As area under the curve values for these three markers were significant, we analyzed their respective efficiency and the accuracy of a composite marker. DYRK1A performed the best of the group, but the addition of BDNF and Hcy improves the efficiency of the association. For chronic diseases that may require long-term medications, accurate diagnosis is important, especially when serious adverse effects are expected from the treatment. In these cases, biomarkers are increasingly important, because they can confirm a difficult diagnosis or even make it possible in the first place. It is largely accepted that AD begins with an early, symptom-free phase. In such symptom-free patients there may be more or less probability of actually developing symptoms. In these cases, biomarkers help to identify high-risk individuals reliably and in a timely manner so that they can either be treated before onset of the disease or as soon as possible thereafter. These results, obtained with two cohorts, which have been extensively characterised, are highly significant: however, these cohorts are of limited size and it will be necessary to further confirm these results on larger cohorts.
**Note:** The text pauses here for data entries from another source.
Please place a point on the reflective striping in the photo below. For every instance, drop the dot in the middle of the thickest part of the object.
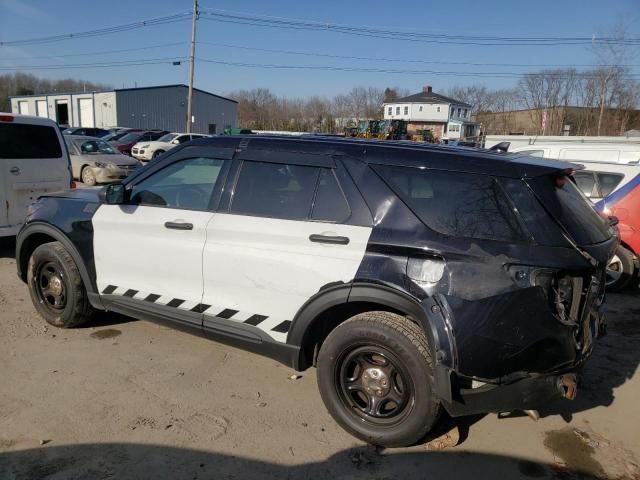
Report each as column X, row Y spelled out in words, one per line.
column 276, row 328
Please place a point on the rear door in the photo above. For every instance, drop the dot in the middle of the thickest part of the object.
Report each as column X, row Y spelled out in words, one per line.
column 33, row 161
column 284, row 234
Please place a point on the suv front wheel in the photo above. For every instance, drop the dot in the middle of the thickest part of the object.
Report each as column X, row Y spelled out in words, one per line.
column 375, row 377
column 56, row 288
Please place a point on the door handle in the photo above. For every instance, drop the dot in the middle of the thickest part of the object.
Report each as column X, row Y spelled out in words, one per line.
column 331, row 239
column 178, row 225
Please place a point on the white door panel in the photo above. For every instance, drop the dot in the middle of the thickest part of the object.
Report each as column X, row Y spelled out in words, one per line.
column 134, row 250
column 269, row 267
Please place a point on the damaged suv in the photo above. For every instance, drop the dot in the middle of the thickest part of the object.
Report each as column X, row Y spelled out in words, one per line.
column 414, row 278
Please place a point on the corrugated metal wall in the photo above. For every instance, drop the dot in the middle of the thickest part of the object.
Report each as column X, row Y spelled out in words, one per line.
column 166, row 108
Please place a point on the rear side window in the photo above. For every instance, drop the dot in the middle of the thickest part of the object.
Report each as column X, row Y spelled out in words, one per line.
column 456, row 204
column 565, row 202
column 608, row 182
column 291, row 192
column 275, row 190
column 585, row 181
column 18, row 140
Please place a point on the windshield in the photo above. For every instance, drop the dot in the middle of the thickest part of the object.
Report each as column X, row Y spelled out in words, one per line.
column 168, row 137
column 96, row 146
column 130, row 137
column 564, row 200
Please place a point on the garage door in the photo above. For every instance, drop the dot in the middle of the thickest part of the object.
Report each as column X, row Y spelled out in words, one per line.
column 85, row 107
column 41, row 108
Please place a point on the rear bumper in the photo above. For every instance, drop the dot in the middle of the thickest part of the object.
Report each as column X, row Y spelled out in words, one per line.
column 526, row 394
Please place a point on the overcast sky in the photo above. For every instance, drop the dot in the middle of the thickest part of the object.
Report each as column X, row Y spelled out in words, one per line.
column 220, row 42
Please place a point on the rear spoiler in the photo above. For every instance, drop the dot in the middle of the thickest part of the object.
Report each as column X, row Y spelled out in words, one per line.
column 502, row 147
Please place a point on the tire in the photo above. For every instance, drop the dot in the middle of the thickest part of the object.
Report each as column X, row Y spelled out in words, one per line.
column 375, row 375
column 56, row 288
column 620, row 270
column 88, row 177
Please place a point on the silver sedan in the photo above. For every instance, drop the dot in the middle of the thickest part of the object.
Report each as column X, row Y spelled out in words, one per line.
column 95, row 161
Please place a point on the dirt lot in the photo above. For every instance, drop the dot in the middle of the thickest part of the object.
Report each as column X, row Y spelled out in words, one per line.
column 129, row 399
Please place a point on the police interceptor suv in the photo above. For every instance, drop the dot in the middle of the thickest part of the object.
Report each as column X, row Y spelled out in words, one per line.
column 415, row 278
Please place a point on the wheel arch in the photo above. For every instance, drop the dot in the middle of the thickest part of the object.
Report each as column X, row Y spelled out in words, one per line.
column 332, row 306
column 35, row 234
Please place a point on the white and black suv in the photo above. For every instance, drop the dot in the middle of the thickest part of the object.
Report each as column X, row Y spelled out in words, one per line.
column 414, row 278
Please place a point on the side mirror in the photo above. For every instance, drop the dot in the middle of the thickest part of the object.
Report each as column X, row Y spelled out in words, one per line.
column 113, row 194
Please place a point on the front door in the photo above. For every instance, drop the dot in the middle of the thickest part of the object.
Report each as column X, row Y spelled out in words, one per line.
column 150, row 249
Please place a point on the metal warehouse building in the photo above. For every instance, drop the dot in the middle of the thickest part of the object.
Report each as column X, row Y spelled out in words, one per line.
column 161, row 107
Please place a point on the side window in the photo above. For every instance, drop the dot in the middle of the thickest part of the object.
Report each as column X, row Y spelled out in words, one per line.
column 275, row 190
column 586, row 183
column 533, row 153
column 186, row 184
column 608, row 182
column 456, row 204
column 330, row 204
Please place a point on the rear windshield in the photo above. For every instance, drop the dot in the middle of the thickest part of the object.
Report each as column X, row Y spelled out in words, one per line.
column 18, row 140
column 563, row 199
column 456, row 204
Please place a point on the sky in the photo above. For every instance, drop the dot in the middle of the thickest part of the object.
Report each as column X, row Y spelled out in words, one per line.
column 218, row 43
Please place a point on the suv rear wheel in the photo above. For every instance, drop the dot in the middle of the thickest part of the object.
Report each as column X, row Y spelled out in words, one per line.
column 375, row 378
column 56, row 287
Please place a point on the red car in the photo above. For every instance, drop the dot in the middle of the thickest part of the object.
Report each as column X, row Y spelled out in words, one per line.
column 624, row 204
column 125, row 143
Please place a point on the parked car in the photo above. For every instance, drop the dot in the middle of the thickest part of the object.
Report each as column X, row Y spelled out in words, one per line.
column 33, row 162
column 147, row 150
column 614, row 189
column 95, row 161
column 113, row 137
column 89, row 132
column 127, row 141
column 415, row 279
column 588, row 151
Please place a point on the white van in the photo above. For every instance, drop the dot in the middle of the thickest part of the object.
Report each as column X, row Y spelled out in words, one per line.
column 33, row 161
column 626, row 153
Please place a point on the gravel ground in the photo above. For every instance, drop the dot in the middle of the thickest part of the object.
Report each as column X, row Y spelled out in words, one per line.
column 122, row 398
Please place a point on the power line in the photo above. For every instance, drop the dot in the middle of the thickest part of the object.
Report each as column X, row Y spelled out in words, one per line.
column 121, row 63
column 586, row 75
column 437, row 38
column 397, row 60
column 101, row 52
column 177, row 17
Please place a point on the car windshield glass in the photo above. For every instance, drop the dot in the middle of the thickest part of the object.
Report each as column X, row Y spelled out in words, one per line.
column 563, row 199
column 130, row 138
column 96, row 146
column 167, row 138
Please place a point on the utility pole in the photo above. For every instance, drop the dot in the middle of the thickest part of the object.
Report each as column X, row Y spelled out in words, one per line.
column 192, row 65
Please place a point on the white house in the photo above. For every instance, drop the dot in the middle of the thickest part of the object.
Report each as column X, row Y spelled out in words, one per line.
column 447, row 118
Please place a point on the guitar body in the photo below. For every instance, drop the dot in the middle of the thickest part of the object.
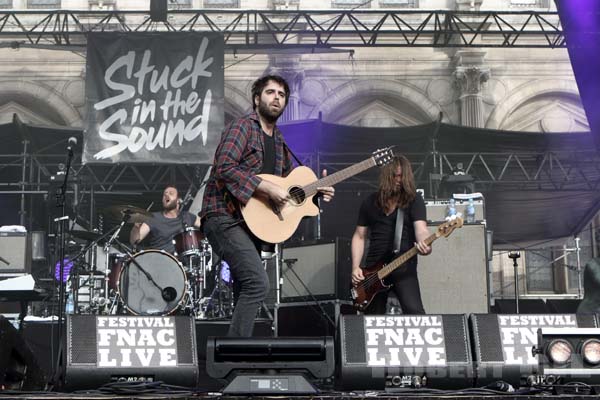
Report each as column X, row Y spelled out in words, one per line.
column 363, row 294
column 276, row 228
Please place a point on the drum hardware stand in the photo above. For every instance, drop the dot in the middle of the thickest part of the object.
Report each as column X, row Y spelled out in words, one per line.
column 61, row 223
column 514, row 255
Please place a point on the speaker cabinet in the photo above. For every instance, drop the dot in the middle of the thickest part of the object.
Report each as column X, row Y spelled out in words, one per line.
column 281, row 366
column 322, row 269
column 14, row 249
column 19, row 369
column 104, row 349
column 502, row 343
column 457, row 264
column 310, row 318
column 387, row 351
column 526, row 306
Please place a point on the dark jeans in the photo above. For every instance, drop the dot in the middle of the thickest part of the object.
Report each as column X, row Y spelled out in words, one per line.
column 232, row 242
column 405, row 285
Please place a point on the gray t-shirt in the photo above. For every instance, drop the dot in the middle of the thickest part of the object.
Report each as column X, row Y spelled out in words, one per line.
column 163, row 229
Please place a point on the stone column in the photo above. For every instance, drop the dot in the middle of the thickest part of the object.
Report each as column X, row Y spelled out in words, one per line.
column 289, row 68
column 469, row 77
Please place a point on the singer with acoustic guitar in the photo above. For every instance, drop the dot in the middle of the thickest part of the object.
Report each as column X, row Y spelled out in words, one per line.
column 250, row 146
column 377, row 220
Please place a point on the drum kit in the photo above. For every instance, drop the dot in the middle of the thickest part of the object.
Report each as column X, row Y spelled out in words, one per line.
column 149, row 282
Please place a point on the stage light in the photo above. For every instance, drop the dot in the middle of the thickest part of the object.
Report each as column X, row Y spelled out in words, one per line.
column 68, row 265
column 559, row 351
column 590, row 350
column 569, row 354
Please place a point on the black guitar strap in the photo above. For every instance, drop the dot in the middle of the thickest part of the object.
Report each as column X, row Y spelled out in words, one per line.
column 285, row 146
column 398, row 233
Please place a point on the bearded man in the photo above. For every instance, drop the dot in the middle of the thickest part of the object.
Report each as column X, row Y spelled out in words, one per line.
column 396, row 201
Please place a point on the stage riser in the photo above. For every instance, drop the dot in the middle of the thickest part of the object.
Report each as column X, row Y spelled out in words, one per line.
column 480, row 349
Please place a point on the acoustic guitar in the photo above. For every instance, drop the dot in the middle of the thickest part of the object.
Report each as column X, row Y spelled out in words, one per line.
column 274, row 224
column 364, row 292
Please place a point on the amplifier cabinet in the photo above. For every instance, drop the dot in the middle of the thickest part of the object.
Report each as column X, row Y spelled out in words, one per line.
column 320, row 268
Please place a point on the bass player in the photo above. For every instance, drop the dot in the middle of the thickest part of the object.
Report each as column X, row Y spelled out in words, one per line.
column 377, row 220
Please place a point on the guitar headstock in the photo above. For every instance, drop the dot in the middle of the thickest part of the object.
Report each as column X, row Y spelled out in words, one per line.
column 383, row 156
column 449, row 226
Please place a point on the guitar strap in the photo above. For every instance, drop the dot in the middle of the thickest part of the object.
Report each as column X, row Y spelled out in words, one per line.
column 398, row 233
column 285, row 146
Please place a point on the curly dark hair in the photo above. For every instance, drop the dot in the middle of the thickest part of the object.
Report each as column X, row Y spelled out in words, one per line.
column 259, row 85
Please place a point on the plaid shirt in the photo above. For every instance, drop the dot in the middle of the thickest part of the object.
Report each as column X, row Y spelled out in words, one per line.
column 239, row 157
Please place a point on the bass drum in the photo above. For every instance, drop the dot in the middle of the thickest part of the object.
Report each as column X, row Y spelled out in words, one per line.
column 161, row 292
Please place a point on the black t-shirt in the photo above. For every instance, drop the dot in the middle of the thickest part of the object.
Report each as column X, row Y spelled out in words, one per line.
column 163, row 229
column 269, row 155
column 382, row 228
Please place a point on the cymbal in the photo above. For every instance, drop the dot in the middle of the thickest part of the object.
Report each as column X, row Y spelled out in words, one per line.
column 136, row 214
column 85, row 235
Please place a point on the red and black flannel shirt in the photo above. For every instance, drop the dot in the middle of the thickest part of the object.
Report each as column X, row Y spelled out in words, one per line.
column 238, row 159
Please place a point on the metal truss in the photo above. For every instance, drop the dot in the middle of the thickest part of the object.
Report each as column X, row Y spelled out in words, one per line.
column 297, row 29
column 563, row 171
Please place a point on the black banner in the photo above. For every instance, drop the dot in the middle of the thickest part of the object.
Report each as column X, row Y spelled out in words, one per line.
column 153, row 97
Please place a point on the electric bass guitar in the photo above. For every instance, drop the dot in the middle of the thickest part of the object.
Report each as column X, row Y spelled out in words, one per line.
column 274, row 224
column 364, row 292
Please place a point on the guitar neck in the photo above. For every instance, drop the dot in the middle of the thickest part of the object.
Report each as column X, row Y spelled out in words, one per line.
column 339, row 176
column 392, row 266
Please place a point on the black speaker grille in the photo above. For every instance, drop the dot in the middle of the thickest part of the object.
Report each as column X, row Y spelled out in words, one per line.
column 82, row 339
column 486, row 338
column 186, row 350
column 586, row 321
column 456, row 338
column 353, row 344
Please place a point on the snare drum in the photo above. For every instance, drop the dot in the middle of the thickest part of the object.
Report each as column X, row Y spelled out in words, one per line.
column 116, row 261
column 162, row 295
column 189, row 242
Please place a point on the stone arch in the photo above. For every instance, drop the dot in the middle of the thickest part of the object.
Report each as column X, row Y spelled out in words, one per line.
column 527, row 92
column 363, row 91
column 40, row 100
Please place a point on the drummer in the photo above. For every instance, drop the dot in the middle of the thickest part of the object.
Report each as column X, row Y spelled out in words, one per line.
column 163, row 225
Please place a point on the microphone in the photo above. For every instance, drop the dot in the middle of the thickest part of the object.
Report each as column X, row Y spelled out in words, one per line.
column 72, row 142
column 169, row 293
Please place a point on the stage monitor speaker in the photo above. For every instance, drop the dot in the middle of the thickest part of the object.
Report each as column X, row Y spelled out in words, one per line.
column 457, row 264
column 322, row 269
column 270, row 365
column 503, row 343
column 394, row 351
column 104, row 349
column 526, row 306
column 14, row 250
column 563, row 306
column 19, row 369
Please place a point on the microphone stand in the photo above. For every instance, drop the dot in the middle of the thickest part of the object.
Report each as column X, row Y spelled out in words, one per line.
column 61, row 224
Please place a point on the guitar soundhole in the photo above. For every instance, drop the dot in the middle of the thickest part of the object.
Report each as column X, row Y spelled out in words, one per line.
column 297, row 194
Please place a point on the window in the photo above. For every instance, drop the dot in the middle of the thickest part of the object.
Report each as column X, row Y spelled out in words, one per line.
column 222, row 3
column 530, row 3
column 43, row 3
column 177, row 4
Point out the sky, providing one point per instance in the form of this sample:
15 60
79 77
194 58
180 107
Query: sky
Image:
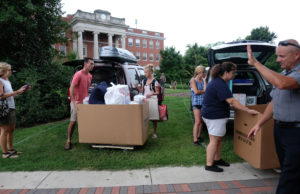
186 22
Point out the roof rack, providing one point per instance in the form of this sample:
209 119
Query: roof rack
116 54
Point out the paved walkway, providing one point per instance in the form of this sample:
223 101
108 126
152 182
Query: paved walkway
238 178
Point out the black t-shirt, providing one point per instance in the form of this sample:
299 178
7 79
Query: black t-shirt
214 104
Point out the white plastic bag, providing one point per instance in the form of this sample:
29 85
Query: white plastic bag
117 94
140 99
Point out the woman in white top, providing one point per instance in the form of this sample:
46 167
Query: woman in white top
7 123
148 90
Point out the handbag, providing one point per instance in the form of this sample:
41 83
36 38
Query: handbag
163 112
4 109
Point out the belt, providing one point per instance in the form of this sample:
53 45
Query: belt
288 124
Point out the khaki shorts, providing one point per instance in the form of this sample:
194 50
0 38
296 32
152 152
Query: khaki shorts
73 112
9 119
216 127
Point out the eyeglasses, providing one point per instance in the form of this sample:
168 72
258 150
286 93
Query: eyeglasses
286 43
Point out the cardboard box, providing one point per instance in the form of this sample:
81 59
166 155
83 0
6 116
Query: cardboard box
113 124
240 97
260 150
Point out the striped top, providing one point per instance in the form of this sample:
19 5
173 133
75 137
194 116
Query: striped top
197 99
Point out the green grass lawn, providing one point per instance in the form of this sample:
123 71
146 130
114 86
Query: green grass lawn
42 147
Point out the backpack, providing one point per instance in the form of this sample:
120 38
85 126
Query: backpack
161 94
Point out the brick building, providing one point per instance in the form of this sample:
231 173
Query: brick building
94 30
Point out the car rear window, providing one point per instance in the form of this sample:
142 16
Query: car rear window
243 55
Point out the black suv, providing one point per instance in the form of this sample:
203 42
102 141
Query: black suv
116 66
247 80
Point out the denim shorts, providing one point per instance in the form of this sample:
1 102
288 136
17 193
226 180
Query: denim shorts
10 118
196 107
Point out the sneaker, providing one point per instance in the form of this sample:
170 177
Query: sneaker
68 146
196 143
200 140
221 163
213 168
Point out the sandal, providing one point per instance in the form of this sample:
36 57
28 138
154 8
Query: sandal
9 155
13 151
68 146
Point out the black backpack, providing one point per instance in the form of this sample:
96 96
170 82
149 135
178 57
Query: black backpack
161 95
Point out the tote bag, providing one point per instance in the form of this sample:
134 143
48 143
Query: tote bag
4 110
153 108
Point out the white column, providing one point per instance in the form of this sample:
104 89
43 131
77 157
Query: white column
96 46
110 39
80 45
123 42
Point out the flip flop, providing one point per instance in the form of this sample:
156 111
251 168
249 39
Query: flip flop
9 155
13 151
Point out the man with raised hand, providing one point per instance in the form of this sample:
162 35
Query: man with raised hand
285 109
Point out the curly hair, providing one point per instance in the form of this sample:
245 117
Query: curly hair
3 68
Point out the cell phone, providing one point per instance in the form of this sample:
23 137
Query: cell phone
27 86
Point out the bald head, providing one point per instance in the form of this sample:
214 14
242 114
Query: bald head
288 53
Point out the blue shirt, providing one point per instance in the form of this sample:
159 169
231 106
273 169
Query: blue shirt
197 99
214 104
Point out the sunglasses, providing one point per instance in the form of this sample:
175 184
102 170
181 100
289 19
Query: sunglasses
286 43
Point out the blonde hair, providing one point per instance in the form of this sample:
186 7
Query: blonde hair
199 69
150 67
3 68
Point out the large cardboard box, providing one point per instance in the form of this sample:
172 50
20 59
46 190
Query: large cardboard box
113 124
260 150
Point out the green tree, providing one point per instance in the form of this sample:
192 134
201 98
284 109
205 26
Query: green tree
263 34
195 55
28 29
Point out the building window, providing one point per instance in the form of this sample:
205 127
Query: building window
62 50
150 43
157 57
138 56
157 45
150 57
144 43
137 42
144 56
84 50
130 42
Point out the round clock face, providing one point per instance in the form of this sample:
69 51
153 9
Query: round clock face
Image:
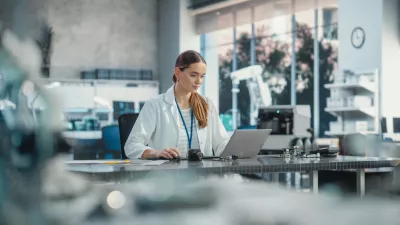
358 37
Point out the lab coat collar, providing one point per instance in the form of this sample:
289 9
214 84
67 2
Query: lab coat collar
170 98
170 95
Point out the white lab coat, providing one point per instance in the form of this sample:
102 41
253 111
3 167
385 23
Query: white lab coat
158 127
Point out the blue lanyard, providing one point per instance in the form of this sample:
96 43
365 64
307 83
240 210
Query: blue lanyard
184 124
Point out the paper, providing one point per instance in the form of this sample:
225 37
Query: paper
155 163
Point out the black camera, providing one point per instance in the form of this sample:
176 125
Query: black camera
195 155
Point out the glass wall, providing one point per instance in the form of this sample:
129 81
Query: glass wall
273 50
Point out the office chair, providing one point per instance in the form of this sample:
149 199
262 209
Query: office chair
125 124
111 141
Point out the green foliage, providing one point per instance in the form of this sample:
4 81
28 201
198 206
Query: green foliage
274 55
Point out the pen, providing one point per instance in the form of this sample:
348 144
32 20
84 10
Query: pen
118 162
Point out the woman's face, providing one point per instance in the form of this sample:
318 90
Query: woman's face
191 78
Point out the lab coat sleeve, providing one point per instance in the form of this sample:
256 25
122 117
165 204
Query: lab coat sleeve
141 132
220 137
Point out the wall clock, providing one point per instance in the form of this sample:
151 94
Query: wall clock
358 37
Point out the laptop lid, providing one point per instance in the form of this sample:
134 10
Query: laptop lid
246 143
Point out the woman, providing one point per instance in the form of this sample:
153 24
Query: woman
180 119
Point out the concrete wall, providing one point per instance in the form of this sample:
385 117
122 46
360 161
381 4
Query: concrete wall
168 40
102 33
380 20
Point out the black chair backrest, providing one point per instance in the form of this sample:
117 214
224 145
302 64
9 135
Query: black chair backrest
125 124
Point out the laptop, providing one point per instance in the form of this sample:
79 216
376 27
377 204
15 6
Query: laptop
246 143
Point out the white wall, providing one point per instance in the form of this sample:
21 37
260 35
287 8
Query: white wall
368 15
390 58
175 34
102 33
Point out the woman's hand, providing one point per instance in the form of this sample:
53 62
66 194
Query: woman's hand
168 153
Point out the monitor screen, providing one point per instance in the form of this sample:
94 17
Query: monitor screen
396 125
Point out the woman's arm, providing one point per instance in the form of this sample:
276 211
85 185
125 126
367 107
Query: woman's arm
136 144
220 137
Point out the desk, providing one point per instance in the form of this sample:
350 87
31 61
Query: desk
260 164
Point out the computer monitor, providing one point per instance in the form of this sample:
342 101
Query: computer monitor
121 107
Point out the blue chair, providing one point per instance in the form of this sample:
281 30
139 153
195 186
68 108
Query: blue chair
111 141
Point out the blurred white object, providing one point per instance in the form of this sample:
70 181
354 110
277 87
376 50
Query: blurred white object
260 95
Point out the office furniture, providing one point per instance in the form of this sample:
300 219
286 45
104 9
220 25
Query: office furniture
111 142
260 164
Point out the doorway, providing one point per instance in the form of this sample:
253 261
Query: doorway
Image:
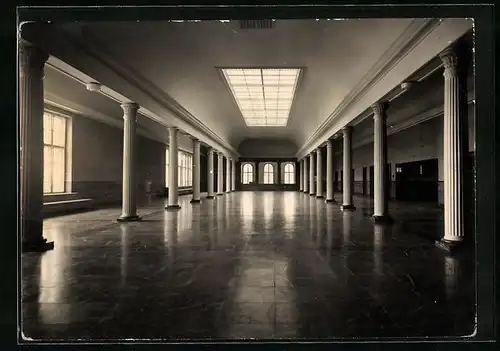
417 181
372 184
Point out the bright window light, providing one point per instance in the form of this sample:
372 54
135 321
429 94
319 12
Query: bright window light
264 95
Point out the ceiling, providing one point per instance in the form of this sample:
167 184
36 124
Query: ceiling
183 60
173 70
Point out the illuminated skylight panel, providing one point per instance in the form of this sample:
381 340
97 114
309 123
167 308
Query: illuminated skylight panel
264 96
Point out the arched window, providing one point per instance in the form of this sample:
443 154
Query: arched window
247 173
289 173
268 174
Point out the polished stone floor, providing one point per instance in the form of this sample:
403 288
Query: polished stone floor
263 265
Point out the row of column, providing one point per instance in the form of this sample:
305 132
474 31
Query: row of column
31 73
452 160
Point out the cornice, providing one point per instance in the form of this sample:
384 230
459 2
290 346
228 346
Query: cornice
74 109
63 46
421 117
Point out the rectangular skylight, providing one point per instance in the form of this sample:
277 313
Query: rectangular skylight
264 95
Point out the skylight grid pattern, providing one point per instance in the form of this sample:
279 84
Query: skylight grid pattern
264 95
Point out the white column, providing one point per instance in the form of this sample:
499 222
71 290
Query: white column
301 176
452 153
233 177
196 171
329 172
210 185
173 175
319 176
129 186
347 181
220 174
312 182
306 175
31 72
228 174
380 208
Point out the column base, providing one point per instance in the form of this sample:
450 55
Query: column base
129 218
448 246
348 208
39 245
382 219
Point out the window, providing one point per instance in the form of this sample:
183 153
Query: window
184 168
264 95
268 173
54 153
247 173
289 173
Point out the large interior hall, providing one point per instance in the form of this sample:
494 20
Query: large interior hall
247 179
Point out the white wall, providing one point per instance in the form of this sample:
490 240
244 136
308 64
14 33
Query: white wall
267 148
261 171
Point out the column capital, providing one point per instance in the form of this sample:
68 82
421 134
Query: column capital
346 130
379 108
449 58
31 59
130 110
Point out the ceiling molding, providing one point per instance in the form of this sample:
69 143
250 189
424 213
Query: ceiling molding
91 46
445 31
411 36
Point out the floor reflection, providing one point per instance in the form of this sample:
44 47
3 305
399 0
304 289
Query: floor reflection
246 265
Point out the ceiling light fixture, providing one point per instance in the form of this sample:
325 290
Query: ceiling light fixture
264 95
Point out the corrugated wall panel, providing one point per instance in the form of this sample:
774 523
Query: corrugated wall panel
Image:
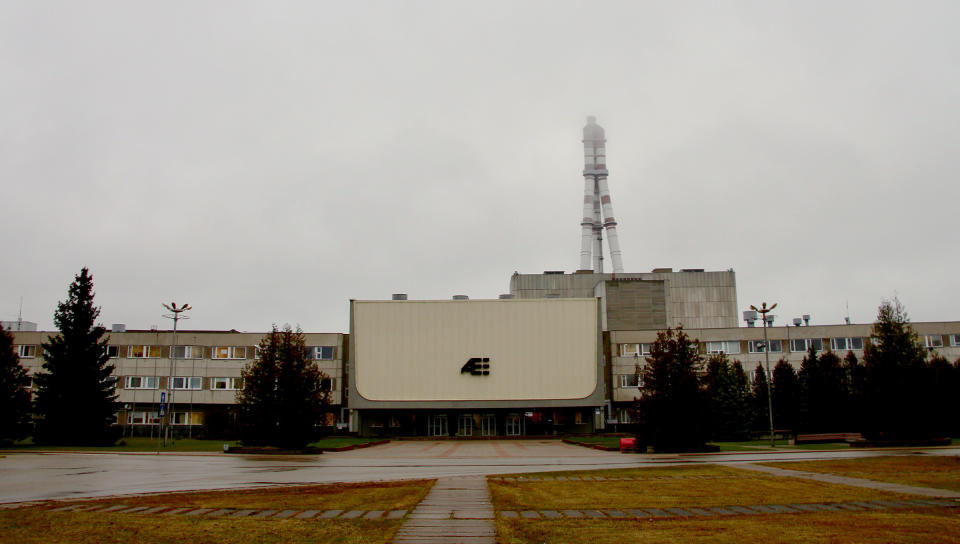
542 349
Mechanisms involved in the differences observed for these markers are still under investigation. For DYRK1A, a link with Hcy level has been previously described as involving a calpain-related pathway either in mouse liver,49 in brains from AD patients34 or through transcription-linked mechanisms.50, 51 However, polymorphism-based mechanisms can also modify DYRK1A levels through changes in the efficiency of transcriptional factors like p53 or REST.52 We previously reported a positive correlation between DYRK1A and BDNF levels in lymphoblastoid cell lines derived from diploid individuals13 suggesting a genetic component to explain variability of these markers. These results associate a decreased level of DYRK1A with AD and challenge the use of DYRK1A inhibitors in peripheral tissues as treatment.

In conclusion, the blood levels of these markers offer diagnosis assessment utility. To assess the value of their addition to the current panel of AD biomarkers would need the use of larger cohorts. The identification of oligosymptomatic or even preclinical AD is crucial to the initiation of preventative strategies. Longitudinal studies will be necessary to decide whether the use of these biomarkers may also allow the prediction of future cognitive decline in cognitively normal individuals.